The Nine Songs are a method of ritual engagement between humans and spirits concerned with the proper ordering of the natural world. David Hawkes writes that his interpretation of the fourth song, Lady of Xiang, assumes the ritual performer to be a male shaman, representing a rival of Shun, or possibly Shun himself, calling out to one of his wives, the daughter of Yao, Xiang Jun (Hawkes 106). The lady is a deity associated with a shrine at the River Huai (Hawkes 104). The fourth song of the compilation, The Lady of Xiang features language expected in a romantic poem, rather than a ritual hymn performed at court. The performer calls out, “For a tryst is made to meet my love this evening” (Hawkes 108).
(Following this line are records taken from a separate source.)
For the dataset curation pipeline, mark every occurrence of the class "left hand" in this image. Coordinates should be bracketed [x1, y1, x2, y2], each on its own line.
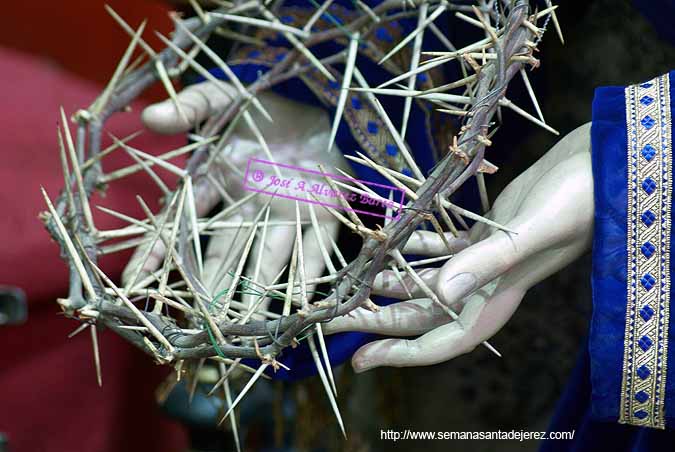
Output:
[123, 81, 348, 314]
[325, 123, 595, 372]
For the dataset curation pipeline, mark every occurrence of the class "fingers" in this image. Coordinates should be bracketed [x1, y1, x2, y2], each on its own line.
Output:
[350, 286, 526, 372]
[324, 298, 449, 336]
[300, 221, 340, 299]
[434, 230, 518, 307]
[401, 230, 472, 256]
[239, 224, 295, 314]
[203, 214, 251, 294]
[372, 267, 439, 299]
[142, 81, 238, 134]
[121, 178, 221, 289]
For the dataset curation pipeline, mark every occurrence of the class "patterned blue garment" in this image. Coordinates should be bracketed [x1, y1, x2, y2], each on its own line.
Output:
[542, 72, 675, 450]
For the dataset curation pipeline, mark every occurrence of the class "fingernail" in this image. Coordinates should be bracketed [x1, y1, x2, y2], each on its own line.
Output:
[439, 272, 477, 302]
[352, 355, 375, 373]
[352, 343, 378, 373]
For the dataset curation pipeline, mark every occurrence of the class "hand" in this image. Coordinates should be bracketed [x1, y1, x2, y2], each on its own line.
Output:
[325, 123, 595, 372]
[122, 80, 348, 313]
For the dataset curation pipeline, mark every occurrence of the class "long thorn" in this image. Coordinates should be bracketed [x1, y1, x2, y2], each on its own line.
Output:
[308, 334, 345, 436]
[41, 187, 97, 301]
[90, 324, 103, 387]
[60, 108, 95, 232]
[328, 32, 360, 152]
[219, 363, 269, 424]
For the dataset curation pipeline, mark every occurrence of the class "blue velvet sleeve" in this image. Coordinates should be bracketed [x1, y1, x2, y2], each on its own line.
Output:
[590, 70, 675, 428]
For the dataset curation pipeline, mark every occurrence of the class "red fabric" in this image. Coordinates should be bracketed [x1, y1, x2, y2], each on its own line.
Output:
[0, 46, 189, 452]
[0, 0, 175, 104]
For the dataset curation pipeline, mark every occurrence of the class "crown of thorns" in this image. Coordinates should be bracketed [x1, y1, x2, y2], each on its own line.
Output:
[41, 0, 560, 433]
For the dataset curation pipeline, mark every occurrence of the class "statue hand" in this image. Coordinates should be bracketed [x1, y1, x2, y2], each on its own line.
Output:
[122, 81, 347, 315]
[326, 123, 595, 372]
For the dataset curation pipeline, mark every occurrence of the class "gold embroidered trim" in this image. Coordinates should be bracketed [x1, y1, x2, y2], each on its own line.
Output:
[621, 74, 672, 429]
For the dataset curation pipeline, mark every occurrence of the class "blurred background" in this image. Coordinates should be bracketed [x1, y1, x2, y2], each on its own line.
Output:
[0, 0, 674, 451]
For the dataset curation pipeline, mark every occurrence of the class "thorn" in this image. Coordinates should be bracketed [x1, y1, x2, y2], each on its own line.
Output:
[219, 363, 242, 452]
[542, 1, 564, 44]
[401, 2, 429, 140]
[188, 358, 205, 404]
[522, 19, 542, 37]
[57, 128, 77, 216]
[210, 12, 310, 39]
[90, 324, 103, 387]
[218, 363, 269, 424]
[83, 251, 175, 356]
[308, 334, 345, 436]
[390, 265, 413, 298]
[315, 323, 337, 395]
[82, 130, 143, 170]
[185, 177, 204, 278]
[219, 212, 260, 316]
[101, 136, 218, 183]
[352, 68, 425, 182]
[441, 199, 517, 234]
[120, 145, 170, 196]
[390, 250, 499, 357]
[152, 185, 186, 312]
[499, 98, 559, 135]
[59, 108, 95, 232]
[476, 172, 490, 213]
[155, 59, 191, 128]
[243, 206, 271, 309]
[328, 32, 360, 152]
[260, 6, 335, 81]
[519, 68, 544, 123]
[470, 6, 499, 43]
[67, 322, 90, 339]
[40, 186, 98, 301]
[306, 201, 337, 274]
[303, 0, 334, 34]
[284, 236, 299, 317]
[188, 0, 210, 23]
[172, 18, 272, 122]
[377, 36, 493, 89]
[104, 5, 157, 58]
[378, 2, 444, 65]
[317, 164, 364, 228]
[294, 201, 309, 311]
[354, 0, 380, 23]
[91, 20, 147, 116]
[322, 224, 348, 268]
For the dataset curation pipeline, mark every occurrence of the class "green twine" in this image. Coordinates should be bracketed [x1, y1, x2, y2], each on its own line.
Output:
[202, 271, 333, 357]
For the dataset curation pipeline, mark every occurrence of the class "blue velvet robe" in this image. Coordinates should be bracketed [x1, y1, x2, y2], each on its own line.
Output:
[543, 72, 675, 449]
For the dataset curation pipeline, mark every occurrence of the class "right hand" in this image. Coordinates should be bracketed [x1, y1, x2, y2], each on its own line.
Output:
[326, 123, 595, 372]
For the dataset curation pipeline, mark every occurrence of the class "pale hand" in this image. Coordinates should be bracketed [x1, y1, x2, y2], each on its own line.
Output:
[122, 80, 348, 312]
[326, 123, 595, 372]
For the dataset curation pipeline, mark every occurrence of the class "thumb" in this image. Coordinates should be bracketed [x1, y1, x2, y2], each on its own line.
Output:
[142, 80, 238, 134]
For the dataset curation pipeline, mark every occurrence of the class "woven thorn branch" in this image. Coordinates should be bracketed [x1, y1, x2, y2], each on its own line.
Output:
[41, 0, 560, 435]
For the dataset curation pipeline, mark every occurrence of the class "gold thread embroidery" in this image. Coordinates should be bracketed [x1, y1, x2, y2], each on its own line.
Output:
[620, 74, 671, 429]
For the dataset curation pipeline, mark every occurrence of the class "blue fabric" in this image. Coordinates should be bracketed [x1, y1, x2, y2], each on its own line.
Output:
[588, 81, 630, 422]
[588, 71, 675, 425]
[542, 71, 675, 449]
[541, 338, 675, 452]
[201, 0, 453, 191]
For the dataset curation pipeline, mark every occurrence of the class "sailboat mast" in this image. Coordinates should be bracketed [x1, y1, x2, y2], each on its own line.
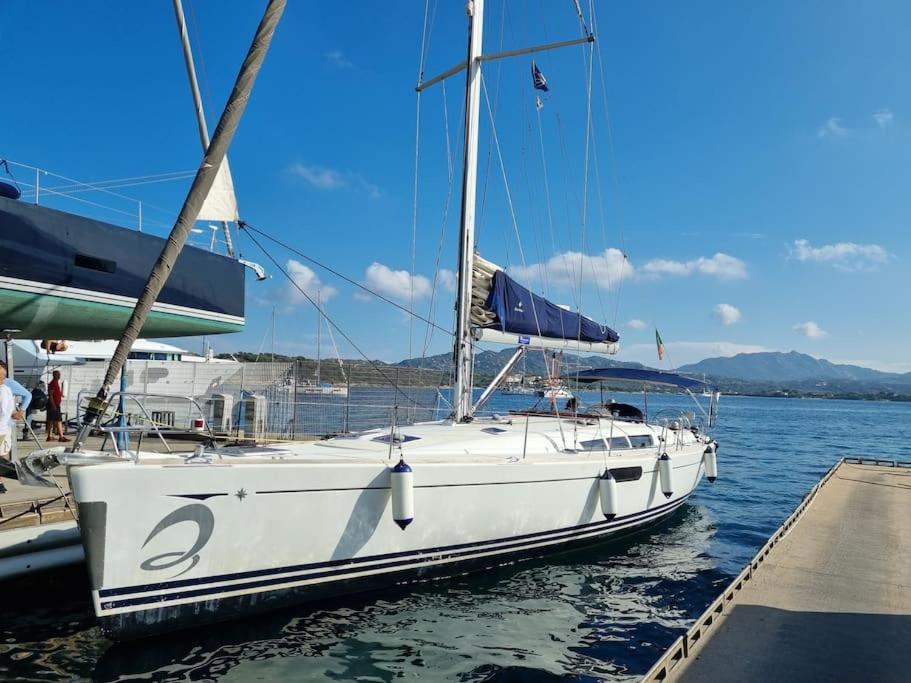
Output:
[173, 0, 236, 258]
[452, 0, 485, 422]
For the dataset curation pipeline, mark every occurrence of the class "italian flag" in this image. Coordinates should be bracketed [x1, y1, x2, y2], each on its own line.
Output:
[656, 329, 665, 361]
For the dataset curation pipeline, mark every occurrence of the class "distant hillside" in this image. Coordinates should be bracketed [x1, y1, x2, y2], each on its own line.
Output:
[678, 351, 910, 384]
[397, 348, 647, 377]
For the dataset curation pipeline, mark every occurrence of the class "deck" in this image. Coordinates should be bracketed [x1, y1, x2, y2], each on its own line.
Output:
[0, 435, 199, 531]
[644, 458, 911, 682]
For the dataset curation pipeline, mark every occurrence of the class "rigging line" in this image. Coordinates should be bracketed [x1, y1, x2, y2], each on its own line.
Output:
[186, 0, 216, 124]
[19, 171, 198, 196]
[22, 174, 198, 200]
[409, 0, 432, 383]
[590, 0, 629, 328]
[242, 228, 435, 410]
[534, 90, 567, 307]
[421, 80, 459, 358]
[476, 0, 509, 236]
[552, 112, 582, 311]
[575, 26, 608, 334]
[579, 0, 613, 322]
[571, 7, 609, 324]
[251, 312, 272, 363]
[519, 119, 552, 300]
[6, 161, 156, 209]
[239, 222, 452, 336]
[479, 74, 545, 344]
[14, 184, 152, 225]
Yet, the questions posed by the performer, “But why should the birds gather in the duckweed?//And what are the nets doing in the tree-tops? . . . . What are the deer doing in the courtyard?//Or the water-dragons outside the waters?,” convey the sense of a chaotic world (Hawkes 108). To remedy this, the man acts at temporally and spatially specific places: “In the morning I drive my steeds by the river; // In the evening I cross to the western shore” (Hawkes 108). Facilitated by these actions, the man proclaims, “I can hear my beloved calling to me,” and to be in her presence, he manipulates nature, deciding, “I will build her a house within the water // Roofed all over with lotus leaves” (Hawkes 108). Manipulation as a method of retrieving the divine is the grand display of man’s control over the natural world. He brings the natural to the realm of the constructed; “A thousand sweet flowers shall fill the courtyard, // And rarest perfumes shall fill the gates” (Hawkes 109). Through mastery of nature, man is able to express control over the incorporeal; “In hosts from their home on Doubting Mountain // Like clouds in number the spirits come thronging.” Hawkes interprets the shaman as a performer who seeks to embody the spirit using ritual performance. By way of devotional language and active participation, the fourth song creates a ritual paradigm in which the shaman can access control over the natural world and thus place the spirits at his disposal, evidenced by the role of the lady as something drawn to the man’s displays of grandeur. The misplacement of things signals a loss of natural order, corrected through the performance of the song; or, in other words, specific actions taken to evoke and re-dedicate the relationship with Lady Xiang.

 

To the Shang, ancestors, deities, and natural spirits controlled the physical realm and could influence the lives of the Shang and the natural world. With the king as divinator and ritual actor, there is no evidence provided by the Oracle-bone inscriptions that the Shang cosmos provided a means for commoners to influence the natural cosmos. Through sacrifice as a form of appeal and divination using cracks in bones as communication, Shang kings understood their ancestors as the intermediary between themselves and a larger natural order. The Book of Documents presents a fundamental shift in the way the king accesses nature. Evidenced by the example of Shun, correct ritual becomes a requirement for the maintenance of the world order. The conceptions of ancestors, like those of the Shang, remain central as the mode of achievement. The Book of Documents departs from the Shang Oracle-bone inscriptions in the introduction of new forms of ritual appeal, or rather, ritual governance. The Nine Songs, which find their way to court later, maintain conceptions of spirits as influential to the patterns of nature and re-articulate the ritual prescriptions of the Book of Documents. However, where Shun never lost access to the spirits and was the sole means of facilitation, the Nine Songs purport the necessity of the ritual actors who are not the king to directly manipulate nature as the method of correct ritual, evoking a capricious deity and bringing order.

Works Cited

 

David Hawkes, “Nine Songs,” in The Songs of the South (Penguin Books, 2011), pp. 95-122.


Wm. Theodore de Bary and Irene Bloom, “Classical Sources of Chinese Tradition,” in Sources of Chinese Tradition (New York: Colombia Press, 1999), pp. 24-37.
 

Wm. Theodore de Bary and Irene Bloom, “The Oracle-Bone Inscriptions of the Late Shang Dynasty,” in Sources of Chinese Tradition (New York: Colombia Press, 1999), pp. 3-23.